Originally published October 12, 2007 at 12:00 AM | Page modified October 12, 2007 at 2:01 AM
Movie review
Scenery threatens to overwhelm Liz I
As "Elizabeth: The Golden Age" doles out its CliffsNotes version of history, you may experience motion sickness, like being forced into a waltzing competition after guzzling a fifth of...
Special to The Seattle Times
Movie review 
from a screenplay by William Nicholson and Michael Hirst. 114 minutes. Rated PG-13 for violence, some sexuality and nudity. Several theaters.

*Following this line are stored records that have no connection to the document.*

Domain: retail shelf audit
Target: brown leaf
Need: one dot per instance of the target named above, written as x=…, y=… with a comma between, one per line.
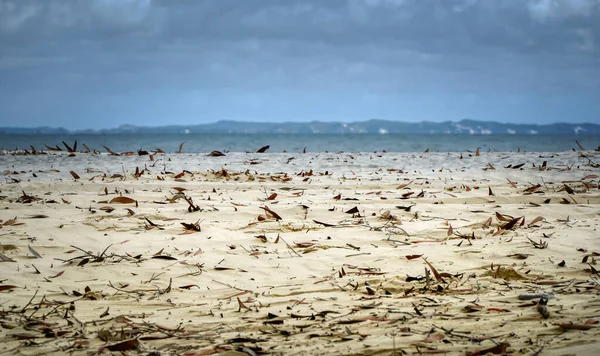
x=498, y=349
x=58, y=274
x=34, y=252
x=435, y=272
x=590, y=176
x=568, y=189
x=132, y=344
x=434, y=337
x=274, y=214
x=509, y=225
x=513, y=184
x=487, y=223
x=503, y=217
x=122, y=200
x=538, y=219
x=263, y=149
x=223, y=268
x=401, y=186
x=571, y=326
x=352, y=211
x=164, y=257
x=412, y=257
x=305, y=244
x=324, y=224
x=216, y=154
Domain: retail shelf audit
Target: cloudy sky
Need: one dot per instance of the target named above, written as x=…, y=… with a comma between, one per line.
x=103, y=63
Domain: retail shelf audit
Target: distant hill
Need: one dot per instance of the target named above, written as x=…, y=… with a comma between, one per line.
x=471, y=127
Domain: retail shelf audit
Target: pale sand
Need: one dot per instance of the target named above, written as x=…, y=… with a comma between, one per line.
x=303, y=299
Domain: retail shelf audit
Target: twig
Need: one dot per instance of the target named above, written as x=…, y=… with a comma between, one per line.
x=290, y=247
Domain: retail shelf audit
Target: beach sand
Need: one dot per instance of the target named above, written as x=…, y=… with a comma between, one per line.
x=300, y=254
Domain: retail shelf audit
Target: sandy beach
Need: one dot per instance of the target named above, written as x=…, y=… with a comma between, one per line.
x=300, y=254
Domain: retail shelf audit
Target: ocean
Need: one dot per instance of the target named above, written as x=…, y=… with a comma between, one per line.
x=196, y=143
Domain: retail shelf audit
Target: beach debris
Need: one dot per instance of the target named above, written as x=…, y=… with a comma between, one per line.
x=271, y=213
x=122, y=200
x=192, y=227
x=541, y=245
x=263, y=149
x=34, y=252
x=216, y=154
x=498, y=349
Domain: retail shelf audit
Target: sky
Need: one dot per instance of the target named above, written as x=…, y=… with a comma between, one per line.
x=103, y=63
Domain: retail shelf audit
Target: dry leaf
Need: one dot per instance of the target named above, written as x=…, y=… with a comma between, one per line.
x=34, y=252
x=5, y=287
x=263, y=149
x=122, y=200
x=434, y=337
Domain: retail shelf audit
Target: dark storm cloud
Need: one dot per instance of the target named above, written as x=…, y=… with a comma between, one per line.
x=96, y=63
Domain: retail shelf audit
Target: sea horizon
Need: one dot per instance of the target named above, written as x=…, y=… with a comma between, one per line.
x=284, y=142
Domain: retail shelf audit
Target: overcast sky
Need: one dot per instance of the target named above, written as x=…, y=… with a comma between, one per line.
x=103, y=63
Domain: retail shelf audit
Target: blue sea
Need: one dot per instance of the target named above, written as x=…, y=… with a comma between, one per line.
x=194, y=143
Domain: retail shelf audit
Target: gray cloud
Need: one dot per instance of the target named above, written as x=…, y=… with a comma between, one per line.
x=98, y=63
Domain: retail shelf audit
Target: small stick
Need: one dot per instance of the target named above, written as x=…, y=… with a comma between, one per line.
x=290, y=247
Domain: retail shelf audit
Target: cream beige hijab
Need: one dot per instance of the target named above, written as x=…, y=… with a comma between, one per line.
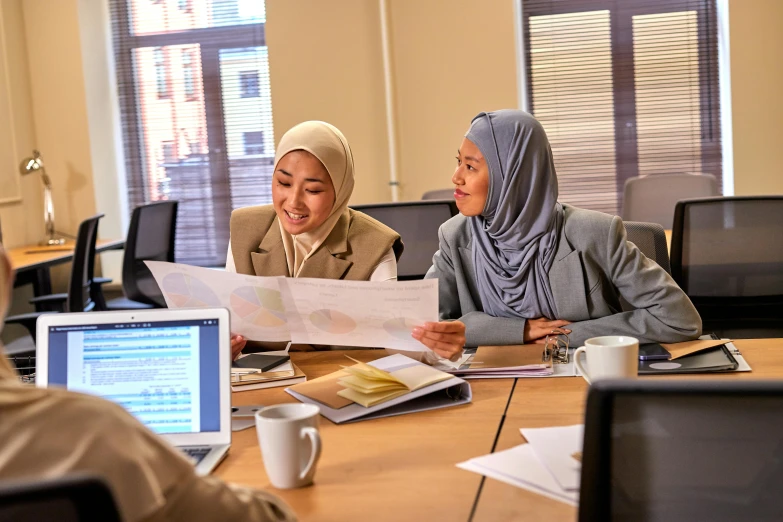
x=327, y=143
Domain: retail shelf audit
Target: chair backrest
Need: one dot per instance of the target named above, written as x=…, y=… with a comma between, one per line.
x=438, y=194
x=151, y=236
x=417, y=222
x=77, y=498
x=652, y=198
x=83, y=267
x=650, y=238
x=682, y=451
x=729, y=250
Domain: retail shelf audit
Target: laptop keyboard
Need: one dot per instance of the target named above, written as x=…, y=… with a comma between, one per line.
x=197, y=454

As "Elizabeth: The Golden Age" doles out its CliffsNotes version of history, you may experience motion sickness, like being forced into a waltzing competition after guzzling a fifth of Jack Daniels. Apparently, director Shekhar Kapur never met a superfluous camera move he didn't like. By the time he does yet another spinning swirl around England's "virgin queen," depicted as an iconic Pietà with a heavenly glow from within, you may wonder if Cate Blanchett is playing a triumphant monarch or a shiny new Bentley on a showroom turntable.
To be sure, the movie looks great, it's never boring (the wall-to-wall score precludes the possibility of dozing off) and it doesn't insult the intelligence — not much, anyway.
Nearly a decade after her star-making title role in Kapur's "Elizabeth," Blanchett is now an established actress with a capital A, and she's constantly fascinating here as a forceful Queen Elizabeth I torn by religious strife, political upheaval, threats of assassination and the desperate need for sex.
That's "The Golden Age" in a nutshell: As the great-looking 38-year-old Blanchett plays 52-year-old Elizabeth circa 1585 (a role that begs to be played by 52-year Judy Davis), we're led to believe that hot, unobtainable sex with Sir Walter Raleigh (Clive Owen) is all the childless, unmarried queen really needs to ensure dominance against bowlegged, chipmunk-voiced King Philip II (Jordi Mollá), whose Spanish armada is preparing to strike.
Alas, Raleigh's love is reserved for Elizabeth's faithful lady-in-waiting Bess (Abbie Cornish), while his swashbuckling in the climactic sea battle seems to come swinging in from another movie altogether, suggesting Owen's dazzling potential as the next Errol Flynn. From the looks of it, "Sir Walter: The Golden Age" would be a very enjoyable movie.
To be fair, Liz's golden age offers a fair amount of political intrigue, and as the imprisoned Mary Queen of Scots, Samantha Morton lends the film its greatest emotional impact. She nails her scenes with palpable intensity while Blanchett struts impressively in Oscar-worthy costumes. Morton's performance carries the weight of history that's mostly glossed over in the plot lines, in which Geoffrey Rush (reprising his "Elizabeth" role as the queen's chief adviser) is relegated to little more than dour expressions of disapproval and several Catholic conspirators barely register as human.
And while there's nothing wrong with playing to the cheap seats for popular appeal (making this a very accessible slice of historical meringue), what compelled Kapur to film half the movie through scrims, curtains, screens and arches? How can you appreciate human drama when you're constantly being distracted by the 16th-century equivalent of Architectural Digest?